И еще на один возможный упрек хочу ответить заранее, ибо он уже звучал по отношению к моим работам, на основе которых создана эта книга. Точнее сказать, это не упрек, а обвинение – в «очернении» русской истории или даже в «русофобии». Помню, как весной 2009 г. покойный Л. И. Бородин с мрачной удовлетворенностью тем, что наконец-то удалось раскусить «засланного казачка» и теперь уже совершенно ясны причины «странностей» вроде бы неглупого человека, говорил мне тет-а-тет после прочтения моей статьи «Нация в русской истории»: «Вы не любите русскую историю». Я, несколько ошарашенный таким выводом, растерянно возразил, что вообще-то именно русской историей и занимаюсь профессионально вот уже лет двадцать.

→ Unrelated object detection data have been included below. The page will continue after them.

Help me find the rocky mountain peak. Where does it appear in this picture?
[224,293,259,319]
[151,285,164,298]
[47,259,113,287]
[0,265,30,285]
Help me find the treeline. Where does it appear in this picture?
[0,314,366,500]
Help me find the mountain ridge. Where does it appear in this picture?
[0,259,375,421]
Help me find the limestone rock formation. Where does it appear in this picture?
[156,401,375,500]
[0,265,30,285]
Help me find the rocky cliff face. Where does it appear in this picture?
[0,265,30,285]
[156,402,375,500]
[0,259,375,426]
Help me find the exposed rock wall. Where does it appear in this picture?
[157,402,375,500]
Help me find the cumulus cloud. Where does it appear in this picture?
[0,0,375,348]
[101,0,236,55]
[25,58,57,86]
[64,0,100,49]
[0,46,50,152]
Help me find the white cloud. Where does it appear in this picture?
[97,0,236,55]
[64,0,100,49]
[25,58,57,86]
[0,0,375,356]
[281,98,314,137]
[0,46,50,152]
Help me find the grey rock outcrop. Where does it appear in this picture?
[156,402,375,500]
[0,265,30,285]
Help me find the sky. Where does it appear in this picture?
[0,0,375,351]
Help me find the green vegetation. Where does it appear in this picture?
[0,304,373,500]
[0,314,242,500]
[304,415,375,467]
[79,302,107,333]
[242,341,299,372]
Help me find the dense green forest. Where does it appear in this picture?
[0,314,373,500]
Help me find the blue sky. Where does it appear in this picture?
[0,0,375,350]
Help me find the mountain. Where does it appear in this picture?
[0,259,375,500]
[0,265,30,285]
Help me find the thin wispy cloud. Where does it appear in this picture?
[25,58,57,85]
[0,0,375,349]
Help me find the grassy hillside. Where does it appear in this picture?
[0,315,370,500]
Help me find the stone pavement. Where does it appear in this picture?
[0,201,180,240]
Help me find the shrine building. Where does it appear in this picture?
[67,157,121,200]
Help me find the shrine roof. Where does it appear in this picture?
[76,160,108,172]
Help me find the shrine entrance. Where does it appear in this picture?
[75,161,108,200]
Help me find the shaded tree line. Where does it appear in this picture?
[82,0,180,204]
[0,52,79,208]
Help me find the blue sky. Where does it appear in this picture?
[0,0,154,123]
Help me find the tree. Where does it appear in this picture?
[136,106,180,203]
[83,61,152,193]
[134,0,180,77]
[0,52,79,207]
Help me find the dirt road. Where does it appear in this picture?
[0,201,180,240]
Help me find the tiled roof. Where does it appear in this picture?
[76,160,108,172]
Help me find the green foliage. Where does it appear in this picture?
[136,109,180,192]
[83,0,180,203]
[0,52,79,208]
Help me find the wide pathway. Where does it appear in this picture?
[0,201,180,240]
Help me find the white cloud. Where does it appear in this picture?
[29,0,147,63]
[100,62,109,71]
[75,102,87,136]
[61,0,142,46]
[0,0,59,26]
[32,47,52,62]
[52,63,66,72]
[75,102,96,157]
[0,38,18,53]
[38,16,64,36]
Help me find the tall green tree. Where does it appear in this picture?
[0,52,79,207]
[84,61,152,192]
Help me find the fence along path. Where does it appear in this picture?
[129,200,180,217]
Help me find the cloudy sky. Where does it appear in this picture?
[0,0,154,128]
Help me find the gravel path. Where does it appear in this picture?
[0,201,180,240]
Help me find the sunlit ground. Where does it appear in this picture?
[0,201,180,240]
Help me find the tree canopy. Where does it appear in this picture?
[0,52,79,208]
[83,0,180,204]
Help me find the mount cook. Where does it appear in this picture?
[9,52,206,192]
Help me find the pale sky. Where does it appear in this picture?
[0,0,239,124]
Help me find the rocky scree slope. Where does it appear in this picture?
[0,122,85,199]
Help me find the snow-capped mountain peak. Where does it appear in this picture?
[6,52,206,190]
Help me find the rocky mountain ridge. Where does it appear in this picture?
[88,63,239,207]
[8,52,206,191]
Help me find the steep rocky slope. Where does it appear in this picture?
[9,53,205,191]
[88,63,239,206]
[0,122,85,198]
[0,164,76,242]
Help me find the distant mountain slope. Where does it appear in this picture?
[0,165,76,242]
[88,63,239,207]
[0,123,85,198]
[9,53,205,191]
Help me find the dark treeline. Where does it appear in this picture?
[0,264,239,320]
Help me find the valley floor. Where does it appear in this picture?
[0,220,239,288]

Леонид Иванович саркастически-мудро усмехнулся и с полной уверенностью в своем торжестве моментально меня «срезал»: «Ну и что, Пайпс, между прочим, русской историей всю жизнь занимается…» После стигматизирующего мою персону в глазах каждого честного русского патриота сближения с главным «русофобом» американской историографии я понял, что дальнейший спор совершенно бессмыслен. С той поры нечто подобное, и в гораздо более резкой форме, мне приходится выслушивать и читать в свой адрес регулярно.